I won't bore you with what's on my iPod, but I do want to tie this general question to a larger problem in learning about rivers by suggesting a new question for river geeks:
What's on your iGoogle?
iGoogle is this thing (there has to be a more technical term) that allows me to call up a web page that contains links to pages that I want to track regularly. I'm sure there are lots of ways to do this, but this is the one that I've learned.
So what's on my iGoogle, pertaining to rivers? For a sampler:
Hanalei Watershed Hui
Circle of Blue
Green City, Blue Lake
the urban planner, Gordon Price
(I know, it's a terrible faux pas to give these to you without links, but I have a plane to catch and I'm not real adept at the whole "making links live" thing yet. Mea culpa.)
I have recently written about Allies: media/art, Northeast-Midwest Institute, the Great Rivers Partnership, and American Rivers, so won't go into them again, even though they are on my iGoogle.
Of course, there are other sites, programs, and projects that I track, including those of our program's key partners, both on and off campus. But this gives you an idea of how diverse the sources of knowledge for river sustainability are.
So what? Who cares what web sites I look at regularly? If you can bear with me and accept that I'm someone who thinks about river management and sustainability a lot, and tries to do so somewhat systematically, here's the argument that I would make:
Future river managers are going to need to know something about a river-related scientific field such as fluvial ecology, geomorphology, and the like. But I think they will also need to know something about river-oriented policy, planning, and/or design, because all the scientific knowledge in the world isn't any good if laws, planning/design frameworks, and management aren't in alignment with scientific insights. Finally, if you can't convince the public, or at least some segment of it, of the importance of your cause, you'll not have much impact. So river managers are going to need to know something of programming, education, history, the myths and narratives that connect us to rivers.
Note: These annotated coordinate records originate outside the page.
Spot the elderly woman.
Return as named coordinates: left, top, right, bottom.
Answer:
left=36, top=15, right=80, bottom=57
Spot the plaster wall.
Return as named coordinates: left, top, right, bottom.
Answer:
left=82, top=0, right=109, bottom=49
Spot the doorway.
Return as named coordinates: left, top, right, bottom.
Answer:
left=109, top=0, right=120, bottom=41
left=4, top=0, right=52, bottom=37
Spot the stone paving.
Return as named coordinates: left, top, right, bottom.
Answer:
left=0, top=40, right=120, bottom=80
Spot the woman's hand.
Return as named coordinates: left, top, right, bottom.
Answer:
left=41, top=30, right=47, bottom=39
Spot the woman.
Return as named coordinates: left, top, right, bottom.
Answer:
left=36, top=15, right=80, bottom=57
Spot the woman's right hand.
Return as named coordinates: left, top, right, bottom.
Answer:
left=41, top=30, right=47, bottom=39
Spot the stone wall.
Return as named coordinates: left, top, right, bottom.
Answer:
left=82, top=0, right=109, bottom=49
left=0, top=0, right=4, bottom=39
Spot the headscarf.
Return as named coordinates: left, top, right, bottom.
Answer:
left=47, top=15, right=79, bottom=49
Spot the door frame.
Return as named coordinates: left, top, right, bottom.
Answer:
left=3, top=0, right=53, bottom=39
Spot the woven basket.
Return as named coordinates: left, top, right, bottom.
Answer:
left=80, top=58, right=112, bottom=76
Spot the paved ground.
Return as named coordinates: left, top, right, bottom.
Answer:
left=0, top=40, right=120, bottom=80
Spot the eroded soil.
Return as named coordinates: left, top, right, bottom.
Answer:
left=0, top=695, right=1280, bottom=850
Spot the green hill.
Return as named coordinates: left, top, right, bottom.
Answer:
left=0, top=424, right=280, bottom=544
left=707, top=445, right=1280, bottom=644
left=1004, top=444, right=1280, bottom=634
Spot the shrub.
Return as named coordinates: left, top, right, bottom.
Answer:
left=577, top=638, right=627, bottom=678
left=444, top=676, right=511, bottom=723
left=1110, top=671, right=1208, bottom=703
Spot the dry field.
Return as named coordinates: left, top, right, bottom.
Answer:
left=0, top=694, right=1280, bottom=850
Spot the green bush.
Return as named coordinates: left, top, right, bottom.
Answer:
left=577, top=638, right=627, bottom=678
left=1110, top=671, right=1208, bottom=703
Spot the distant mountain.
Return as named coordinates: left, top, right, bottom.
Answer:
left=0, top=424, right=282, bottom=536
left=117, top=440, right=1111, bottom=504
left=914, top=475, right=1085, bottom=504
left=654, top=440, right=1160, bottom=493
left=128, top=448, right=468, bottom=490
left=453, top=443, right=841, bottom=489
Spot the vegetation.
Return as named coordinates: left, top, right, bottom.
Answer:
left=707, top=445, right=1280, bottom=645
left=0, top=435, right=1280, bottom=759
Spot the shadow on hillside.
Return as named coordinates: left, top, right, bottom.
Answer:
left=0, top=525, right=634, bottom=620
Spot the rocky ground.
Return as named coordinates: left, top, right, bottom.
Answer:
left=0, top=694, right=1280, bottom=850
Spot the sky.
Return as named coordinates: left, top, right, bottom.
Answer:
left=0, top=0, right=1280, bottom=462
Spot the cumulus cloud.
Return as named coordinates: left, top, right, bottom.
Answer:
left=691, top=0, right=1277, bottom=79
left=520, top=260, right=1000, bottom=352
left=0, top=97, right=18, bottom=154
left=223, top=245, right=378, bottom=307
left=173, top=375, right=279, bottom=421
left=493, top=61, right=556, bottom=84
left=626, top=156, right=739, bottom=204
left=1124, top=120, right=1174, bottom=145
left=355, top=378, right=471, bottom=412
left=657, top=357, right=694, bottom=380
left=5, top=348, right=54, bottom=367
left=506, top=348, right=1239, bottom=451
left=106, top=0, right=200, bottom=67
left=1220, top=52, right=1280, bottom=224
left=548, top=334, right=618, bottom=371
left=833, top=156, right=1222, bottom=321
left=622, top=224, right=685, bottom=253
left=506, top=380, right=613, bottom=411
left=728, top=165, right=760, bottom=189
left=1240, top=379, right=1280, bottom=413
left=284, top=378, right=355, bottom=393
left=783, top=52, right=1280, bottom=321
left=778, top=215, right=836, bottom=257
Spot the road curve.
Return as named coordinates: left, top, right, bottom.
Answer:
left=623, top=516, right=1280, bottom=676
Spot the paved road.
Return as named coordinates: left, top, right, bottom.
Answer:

We all know that it's hard enough to learn one field, much less be conversant in all of the areas outlined above. The professional practices and academic disciplines encompassed by "river studies" stretch across all parts of a university and engage many professions, agencies, and non-profit groups. It would be easiest to keep up only with the ones we know best.
It would be easiest, but it would not be sufficient for a competent 21st century river manager and leader. If we all need to know everything, then a first step on that (impossible) task is to make certain web sites, full of key information and cutting-edge knowledge and practice, readily available. Hence my iGoogle.
I will elaborate more on some of the sites and programs listed above in the coming days and weeks. In the meantime, send me your candidates, what you read and who you keep up with on a regular basis, even (especially) if the work is not directly focused on the Mississippi. One of the precepts of the "wired world," after all, is that we're all in the web together!